³ Department of Internal Medicine, Fondazione IRCCS Ca' Granda, Ospedale Maggiore Policlinico, Milan, Italy.
⁴ Department of Clinical Sciences and Community Health, University of Milan, Milan, Italy.
⁵ PhD Program in Neuroscience, School of Medicine and Surgery, University of Milano-Bicocca, Monza, Italy.
⁶ Neurophysiology Unit, Fondazione IRCCS Ca' Granda, Ospedale Maggiore Policlinico, Milan, Italy.
⁷ Department of General Psychology, University of Padua, Padua, Italy.

Abstract

Multiple System Atrophy (MSA) is a rare neurodegenerative disease, clinically defined by a combination of autonomic dysfunction and motor involvement, that may be predominantly extrapyramidal (MSA-P) or cerebellar (MSA-C).

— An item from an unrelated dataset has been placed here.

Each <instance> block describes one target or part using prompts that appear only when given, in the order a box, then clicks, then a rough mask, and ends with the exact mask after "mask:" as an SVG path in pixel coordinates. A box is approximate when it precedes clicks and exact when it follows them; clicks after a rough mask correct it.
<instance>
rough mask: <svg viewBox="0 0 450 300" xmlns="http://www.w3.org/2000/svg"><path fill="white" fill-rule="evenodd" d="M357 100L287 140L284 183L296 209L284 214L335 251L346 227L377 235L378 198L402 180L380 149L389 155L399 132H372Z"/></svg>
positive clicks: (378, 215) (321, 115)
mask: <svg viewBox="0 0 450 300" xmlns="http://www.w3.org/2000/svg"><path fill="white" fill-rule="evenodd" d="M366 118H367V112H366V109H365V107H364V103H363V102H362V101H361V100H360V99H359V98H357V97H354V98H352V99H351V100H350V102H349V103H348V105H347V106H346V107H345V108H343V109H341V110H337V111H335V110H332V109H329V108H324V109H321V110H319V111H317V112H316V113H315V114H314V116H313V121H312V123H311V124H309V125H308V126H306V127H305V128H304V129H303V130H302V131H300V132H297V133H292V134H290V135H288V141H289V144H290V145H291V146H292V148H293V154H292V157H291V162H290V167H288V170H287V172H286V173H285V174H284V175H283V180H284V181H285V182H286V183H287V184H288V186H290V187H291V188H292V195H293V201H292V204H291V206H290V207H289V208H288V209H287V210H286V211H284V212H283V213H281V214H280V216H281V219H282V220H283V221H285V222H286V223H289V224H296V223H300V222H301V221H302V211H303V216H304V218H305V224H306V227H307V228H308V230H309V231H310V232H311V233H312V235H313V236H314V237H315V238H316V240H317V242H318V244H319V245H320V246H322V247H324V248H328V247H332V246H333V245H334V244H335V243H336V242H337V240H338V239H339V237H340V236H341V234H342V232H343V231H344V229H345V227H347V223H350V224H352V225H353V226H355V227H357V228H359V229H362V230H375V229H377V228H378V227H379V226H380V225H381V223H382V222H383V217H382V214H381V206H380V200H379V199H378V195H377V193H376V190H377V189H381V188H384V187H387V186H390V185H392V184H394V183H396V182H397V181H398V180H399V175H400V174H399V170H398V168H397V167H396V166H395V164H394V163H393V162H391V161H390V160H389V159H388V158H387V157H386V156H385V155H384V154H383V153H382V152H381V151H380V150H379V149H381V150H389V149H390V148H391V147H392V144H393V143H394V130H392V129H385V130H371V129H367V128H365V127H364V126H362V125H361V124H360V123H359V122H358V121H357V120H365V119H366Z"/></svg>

Although dementia is generally considered a red flag against the clinical diagnosis of MSA, in the last decade the evidence of cognitive impairment in MSA patients has been growing. Cognitive dysfunction appears to involve mainly, but not exclusively, executive functions, and may have different characteristics and progression in the two subtypes of the disease (i.e., MSA-P and MSA-C). Despite continued efforts, combining in-vivo imaging studies as well as pathological studies, the physiopathological bases of cognitive involvement in MSA are still unclear. In this view, the possible link between cardiovascular autonomic impairment and decreased cognitive performance, extensively investigated in PD, needs to be clarified as well. In the present study, we evaluated a cohort of 20 MSA patients (9 MSA-P, 11 MSA-C) by means of a neuropsychological battery, hemodynamic assessment (heart rate and arterial blood pressure) during rest and active standing and bedside autonomic function tests assessed by heart rate variability (HRV) parameters and sympathetic skin response (SSR) in the same experimental session. Overall, global cognitive functioning, as indicated by the MoCA score, was preserved in most patients. However, short- and long-term memory and attentional and frontal-executive functions were moderately impaired. When comparing MSA-P and MSA-C, the latter obtained lower scores in tests of executive functions and verbal memory. Conversely, no statistically significant difference in cardiovascular autonomic parameters was identified between MSA-P and MSA-C patients. In conclusion, moderate cognitive deficits, involving executive functions and memory, are present in MSA, particularly in MSA-C patients. In addition, our findings do not support the role of dysautonomia as a major driver of cognitive differences between MSA-P and MSA-C.

Keywords: cognitive dysfunction; dysautonomia; heart rate variability; multiple system atrophy; neuropsychological assessment.